There are an estimated three to four million children under the age of six who have no access to early learning in South Africa, mainly due to logistics and poverty.

This has a significant impact when they enter formal schooling and has a lasting effect throughout their schooling years, ultimately influencing their career options.

“This frightening statistic is the challenge that we are facing,” says Bonnie Haack, chief learning officer at Johannesburg-based NPO Cotlands, which recently saw a partnership with digital learning experts Blue Pencil Creative come to fruition.

Cotlands started life as a home for abandoned babies. In 2012, however, it shifted from being solely a residential unit for babies and small children to taking up a new challenge: early learning education from birth to the year before a child starts school.

As part of this initiative, they facilitated a comprehensive play-focused early learning programme (ELP) for children in marginalised communities that includes toy libraries and play groups.

The community-based programme relies on early learning facilitators (ELFs) from local communities to run the groups, which not only educates the children but empowers the facilitators.

“The ELFs undergo an induction into Cotlands’ learning culture and educational philosophy and are upskilled through Cotlands’ in-service training,” explains Haack, “but they should ideally have NQF Level 4 ECD (early childhood development) Practitioner training. Unfortunately, formal education is not accessible to most of our facilitators, which has an impact on the children they are training, leading to a vicious cycle.”

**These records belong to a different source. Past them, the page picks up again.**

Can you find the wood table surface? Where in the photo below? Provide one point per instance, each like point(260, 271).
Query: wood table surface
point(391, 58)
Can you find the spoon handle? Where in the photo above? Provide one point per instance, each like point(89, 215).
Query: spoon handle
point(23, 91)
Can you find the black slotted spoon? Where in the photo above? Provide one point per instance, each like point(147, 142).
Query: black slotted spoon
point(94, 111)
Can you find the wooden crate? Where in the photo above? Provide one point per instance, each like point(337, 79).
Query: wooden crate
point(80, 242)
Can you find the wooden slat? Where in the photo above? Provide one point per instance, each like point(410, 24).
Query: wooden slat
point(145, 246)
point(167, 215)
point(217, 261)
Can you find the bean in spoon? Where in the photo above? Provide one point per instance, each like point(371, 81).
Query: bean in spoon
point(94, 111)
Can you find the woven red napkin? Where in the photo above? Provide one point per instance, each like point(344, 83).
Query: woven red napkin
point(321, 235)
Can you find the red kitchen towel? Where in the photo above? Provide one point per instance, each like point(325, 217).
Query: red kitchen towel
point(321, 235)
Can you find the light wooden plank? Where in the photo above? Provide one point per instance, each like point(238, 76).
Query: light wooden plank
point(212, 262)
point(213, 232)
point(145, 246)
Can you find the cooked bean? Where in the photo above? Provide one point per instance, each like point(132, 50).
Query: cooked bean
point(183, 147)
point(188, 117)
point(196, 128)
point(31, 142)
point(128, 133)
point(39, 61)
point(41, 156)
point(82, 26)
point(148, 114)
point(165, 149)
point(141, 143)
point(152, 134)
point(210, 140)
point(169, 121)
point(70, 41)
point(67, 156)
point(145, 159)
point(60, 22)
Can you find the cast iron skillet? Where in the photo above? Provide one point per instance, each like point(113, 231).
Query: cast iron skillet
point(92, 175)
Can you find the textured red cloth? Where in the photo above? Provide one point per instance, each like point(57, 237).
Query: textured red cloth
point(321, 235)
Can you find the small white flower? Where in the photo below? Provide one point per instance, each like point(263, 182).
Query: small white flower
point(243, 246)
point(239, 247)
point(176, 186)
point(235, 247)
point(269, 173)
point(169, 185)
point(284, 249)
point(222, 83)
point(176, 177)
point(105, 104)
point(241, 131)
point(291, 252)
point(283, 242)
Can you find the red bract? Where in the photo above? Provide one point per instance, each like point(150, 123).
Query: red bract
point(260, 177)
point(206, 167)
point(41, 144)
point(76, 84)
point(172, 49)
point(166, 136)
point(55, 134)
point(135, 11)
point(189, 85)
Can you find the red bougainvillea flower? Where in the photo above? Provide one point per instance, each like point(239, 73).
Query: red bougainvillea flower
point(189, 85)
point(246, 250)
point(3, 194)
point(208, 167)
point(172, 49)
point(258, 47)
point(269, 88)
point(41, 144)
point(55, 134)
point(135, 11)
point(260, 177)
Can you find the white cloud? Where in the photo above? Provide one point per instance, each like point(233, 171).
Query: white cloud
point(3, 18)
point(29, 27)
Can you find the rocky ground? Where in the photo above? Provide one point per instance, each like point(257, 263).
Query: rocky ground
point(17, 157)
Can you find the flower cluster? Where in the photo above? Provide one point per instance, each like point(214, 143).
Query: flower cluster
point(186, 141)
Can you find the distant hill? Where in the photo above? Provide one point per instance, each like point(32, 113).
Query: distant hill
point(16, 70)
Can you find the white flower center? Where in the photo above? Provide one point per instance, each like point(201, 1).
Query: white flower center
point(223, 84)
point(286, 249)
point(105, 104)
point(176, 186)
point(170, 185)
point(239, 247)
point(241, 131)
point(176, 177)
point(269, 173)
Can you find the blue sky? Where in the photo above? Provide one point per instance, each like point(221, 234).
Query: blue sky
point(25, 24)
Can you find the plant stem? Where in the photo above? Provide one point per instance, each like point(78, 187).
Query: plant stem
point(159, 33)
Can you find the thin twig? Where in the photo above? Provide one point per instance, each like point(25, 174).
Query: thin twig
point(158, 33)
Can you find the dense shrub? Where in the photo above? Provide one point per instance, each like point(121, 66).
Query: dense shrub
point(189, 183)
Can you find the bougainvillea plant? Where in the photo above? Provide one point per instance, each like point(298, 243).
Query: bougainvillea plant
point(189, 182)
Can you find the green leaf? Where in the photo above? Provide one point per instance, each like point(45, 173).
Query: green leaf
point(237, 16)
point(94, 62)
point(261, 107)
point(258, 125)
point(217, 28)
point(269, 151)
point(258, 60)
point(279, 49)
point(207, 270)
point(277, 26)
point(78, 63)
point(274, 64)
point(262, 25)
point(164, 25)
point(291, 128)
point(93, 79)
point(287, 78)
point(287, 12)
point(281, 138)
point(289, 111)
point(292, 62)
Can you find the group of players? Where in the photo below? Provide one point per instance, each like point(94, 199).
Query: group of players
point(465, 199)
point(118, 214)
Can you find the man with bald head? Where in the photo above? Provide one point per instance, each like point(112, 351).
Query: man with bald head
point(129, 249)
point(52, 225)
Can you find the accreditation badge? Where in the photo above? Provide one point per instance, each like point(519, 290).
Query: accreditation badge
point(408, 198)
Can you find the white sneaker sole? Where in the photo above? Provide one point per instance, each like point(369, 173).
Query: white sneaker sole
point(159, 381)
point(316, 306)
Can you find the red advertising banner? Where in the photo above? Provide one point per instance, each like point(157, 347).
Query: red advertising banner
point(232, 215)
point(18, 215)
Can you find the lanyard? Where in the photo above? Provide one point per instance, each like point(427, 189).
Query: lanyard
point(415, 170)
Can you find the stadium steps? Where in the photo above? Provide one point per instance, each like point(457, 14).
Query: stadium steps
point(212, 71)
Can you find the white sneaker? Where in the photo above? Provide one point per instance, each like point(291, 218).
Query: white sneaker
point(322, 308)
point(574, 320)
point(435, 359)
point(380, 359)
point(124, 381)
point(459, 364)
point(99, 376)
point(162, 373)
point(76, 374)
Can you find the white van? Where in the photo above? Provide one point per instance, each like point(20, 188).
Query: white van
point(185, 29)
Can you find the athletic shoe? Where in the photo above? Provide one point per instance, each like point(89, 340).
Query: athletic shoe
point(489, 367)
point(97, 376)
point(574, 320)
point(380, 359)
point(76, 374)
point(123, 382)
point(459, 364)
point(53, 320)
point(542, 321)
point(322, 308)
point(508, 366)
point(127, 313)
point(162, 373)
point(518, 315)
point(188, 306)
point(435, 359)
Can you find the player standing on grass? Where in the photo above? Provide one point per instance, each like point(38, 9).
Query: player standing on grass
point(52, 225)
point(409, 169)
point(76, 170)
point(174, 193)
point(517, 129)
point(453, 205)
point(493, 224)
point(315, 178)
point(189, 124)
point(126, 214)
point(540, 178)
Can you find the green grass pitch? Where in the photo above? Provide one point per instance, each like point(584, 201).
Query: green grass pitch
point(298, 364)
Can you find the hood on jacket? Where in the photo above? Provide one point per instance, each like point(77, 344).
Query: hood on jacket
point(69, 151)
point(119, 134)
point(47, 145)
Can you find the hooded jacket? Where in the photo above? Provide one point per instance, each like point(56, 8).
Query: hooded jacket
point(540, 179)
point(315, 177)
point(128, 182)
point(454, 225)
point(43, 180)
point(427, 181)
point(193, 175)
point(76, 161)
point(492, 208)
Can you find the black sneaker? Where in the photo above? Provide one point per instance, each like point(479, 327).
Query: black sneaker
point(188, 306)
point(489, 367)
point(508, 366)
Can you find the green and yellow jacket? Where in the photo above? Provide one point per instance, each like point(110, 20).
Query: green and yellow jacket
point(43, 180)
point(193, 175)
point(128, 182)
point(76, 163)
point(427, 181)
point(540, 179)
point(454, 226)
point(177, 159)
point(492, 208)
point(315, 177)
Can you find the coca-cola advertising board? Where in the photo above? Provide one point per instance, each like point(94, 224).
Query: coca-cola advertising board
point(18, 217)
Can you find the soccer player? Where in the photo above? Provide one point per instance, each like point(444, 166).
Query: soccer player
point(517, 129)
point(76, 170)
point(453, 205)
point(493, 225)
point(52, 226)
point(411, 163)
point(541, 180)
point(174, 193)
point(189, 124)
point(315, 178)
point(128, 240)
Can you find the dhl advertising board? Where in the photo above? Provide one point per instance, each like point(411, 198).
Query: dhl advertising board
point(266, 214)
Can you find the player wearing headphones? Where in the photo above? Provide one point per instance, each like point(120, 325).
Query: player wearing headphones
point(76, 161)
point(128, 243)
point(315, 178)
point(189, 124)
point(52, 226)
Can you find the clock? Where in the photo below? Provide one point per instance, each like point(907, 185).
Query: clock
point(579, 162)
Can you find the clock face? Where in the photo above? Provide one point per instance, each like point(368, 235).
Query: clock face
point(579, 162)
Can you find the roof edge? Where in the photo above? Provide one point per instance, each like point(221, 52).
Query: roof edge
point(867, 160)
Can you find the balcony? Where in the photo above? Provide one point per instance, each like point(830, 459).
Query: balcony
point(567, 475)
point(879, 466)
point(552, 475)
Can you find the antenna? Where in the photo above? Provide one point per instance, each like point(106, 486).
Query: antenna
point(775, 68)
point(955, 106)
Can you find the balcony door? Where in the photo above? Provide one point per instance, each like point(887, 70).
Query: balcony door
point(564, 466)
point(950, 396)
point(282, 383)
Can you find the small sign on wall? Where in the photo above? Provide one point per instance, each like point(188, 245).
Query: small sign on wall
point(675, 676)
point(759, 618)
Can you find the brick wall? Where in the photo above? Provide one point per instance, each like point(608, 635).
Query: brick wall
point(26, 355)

The partnership with Blue Pencil Creative has provided Cotlands with a SETA-accredited ECD-certified training programme, which highlights how NPOs can position themselves for a stronger, more sustainable future by linking up with ICT professionals to help them take their critical work to the next level.

The fully-integrated end-to-end digital programme, which includes a learning component and online submission of portfolios, was launched in July 2020. Interactive and experiential, it allows students to work at their own pace and on any device: cellphone, laptop or iPhone.

“We have a dire need in the country for ECD trainers. They set the scene for everything that is to come,” says Adrian Ziller, MD of Blue Pencil Creative. ”If you instill in children a love of learning and a love of trying things with confidence … it is incalculable how much that will impact their lives.

“Cotlands is doing such innovative things to service their communities, and that is congruent with our philosophy,” Ziller adds. “We are very excited to be one of the first companies to pilot an entirely digital SETA-accredited training solution for an NPO.”

Cotlands’ executive and training administrator, Kerry Huggett, says the programme offers a gateway into formal education, based on workplace experience through recognition of prior learning. This is what Cotlands envisages: providing a career pathway for its facilitators to professionalise the services they offer. It is a vision that has now been brought into sharper focus.

Cotlands will ultimately be making the digital courses available to everyone, as they are far more affordable and accessible than existing classroom-based courses.